3つの「good book with bad writing(悪筆だが傑作)」文学作品について。
日本作品では思いつかない…個人的に無茶苦茶読みづらい作家は居るけど別に傑作扱いされてもないからな…。

echo chamber

意味 エコールーム (放送· 録音用の共鳴壁のあるスタジオ).

It’s difficult to say exactly what makes someone a good writer, but it’s even harder to say what makes someone a bad writer. “The literary world,” Emily Temple of Lithub notes, “can be a bit of an echo chamber (…) if enough people say a book is ‘great,’ it becomes official. It becomes a Great Book, and horrified looks are administered to anyone who would dare disparage it.”

https://bigthink.com/high-culture/literature-writing-taste/

concur

意味 [~ that 節]…ということに同意する

Even so, many readers concur that there are a number of books that are horribly written despite also being astounding works of literature. At first, this may seem paradoxical. After all, how can a book be good and bad at the same time? The answer is complicated, but essentially boils down to the fact that Literature with a capital L is about much more than syntax or narrative development.

https://bigthink.com/high-culture/literature-writing-taste/

nobleman

意味 [C]上流階級の男性, 貴族 ((男女共用)noble, member of the nobility).
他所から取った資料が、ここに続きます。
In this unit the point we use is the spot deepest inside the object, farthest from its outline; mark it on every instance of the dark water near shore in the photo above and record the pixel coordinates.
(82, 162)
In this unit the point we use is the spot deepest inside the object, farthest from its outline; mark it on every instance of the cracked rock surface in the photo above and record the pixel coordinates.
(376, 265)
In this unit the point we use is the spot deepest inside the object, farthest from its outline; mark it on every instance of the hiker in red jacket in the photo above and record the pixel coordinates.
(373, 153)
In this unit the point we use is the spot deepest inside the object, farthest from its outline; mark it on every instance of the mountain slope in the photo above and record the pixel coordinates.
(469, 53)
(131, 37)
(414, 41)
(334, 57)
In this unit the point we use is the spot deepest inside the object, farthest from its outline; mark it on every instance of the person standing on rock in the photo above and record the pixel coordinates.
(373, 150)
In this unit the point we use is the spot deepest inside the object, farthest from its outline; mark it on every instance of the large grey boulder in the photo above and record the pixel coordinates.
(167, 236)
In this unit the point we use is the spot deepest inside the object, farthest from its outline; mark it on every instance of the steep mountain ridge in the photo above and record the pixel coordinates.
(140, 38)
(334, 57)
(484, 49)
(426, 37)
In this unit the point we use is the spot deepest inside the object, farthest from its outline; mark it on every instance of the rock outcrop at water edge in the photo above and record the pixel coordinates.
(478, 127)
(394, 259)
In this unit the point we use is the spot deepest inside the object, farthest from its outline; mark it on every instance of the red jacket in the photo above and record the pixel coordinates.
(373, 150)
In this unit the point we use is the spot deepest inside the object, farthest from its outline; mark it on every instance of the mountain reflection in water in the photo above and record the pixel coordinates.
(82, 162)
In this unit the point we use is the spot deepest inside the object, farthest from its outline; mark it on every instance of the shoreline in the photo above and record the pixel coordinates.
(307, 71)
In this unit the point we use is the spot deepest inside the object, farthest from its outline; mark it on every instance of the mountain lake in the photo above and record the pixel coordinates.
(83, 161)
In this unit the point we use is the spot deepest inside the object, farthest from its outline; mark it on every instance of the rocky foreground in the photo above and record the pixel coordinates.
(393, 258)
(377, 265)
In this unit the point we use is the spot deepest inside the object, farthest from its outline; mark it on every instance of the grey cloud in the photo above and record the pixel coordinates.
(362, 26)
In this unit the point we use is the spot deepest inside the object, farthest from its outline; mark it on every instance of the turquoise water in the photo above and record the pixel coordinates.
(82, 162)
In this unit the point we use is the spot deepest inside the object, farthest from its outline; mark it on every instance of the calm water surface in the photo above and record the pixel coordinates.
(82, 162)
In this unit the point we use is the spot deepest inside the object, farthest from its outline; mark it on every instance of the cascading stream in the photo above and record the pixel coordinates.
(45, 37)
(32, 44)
A popular example of a good book with bad writing is Miguel de Cervantes’ Don Quixote, which follows a seemingly insane Spanish nobleman-turned-knight on a quest to prove that chivalry is still alive. Published in 1605, the writing of Don Quixote — its full title being The Ingenious Gentleman Don Quixote of La Mancha — is drawn-out and convoluted, even for the time.

https://bigthink.com/high-culture/literature-writing-taste/

ドン・キホーテ読んだことないなー。

interpretation

意味 解釈; 説明 (すること)

Not everyone agrees with this interpretation, though, and some choose to believe that the book’s unreadability is intentional, rather than a reflection of Cervantes’ shortcomings as a writer. The nonsensical plot and the endless digressions, they argue, are not supposed to be taken at face value but as parodies on the “vain and empty books of chivalry” with which Don Quixote himself is obsessed.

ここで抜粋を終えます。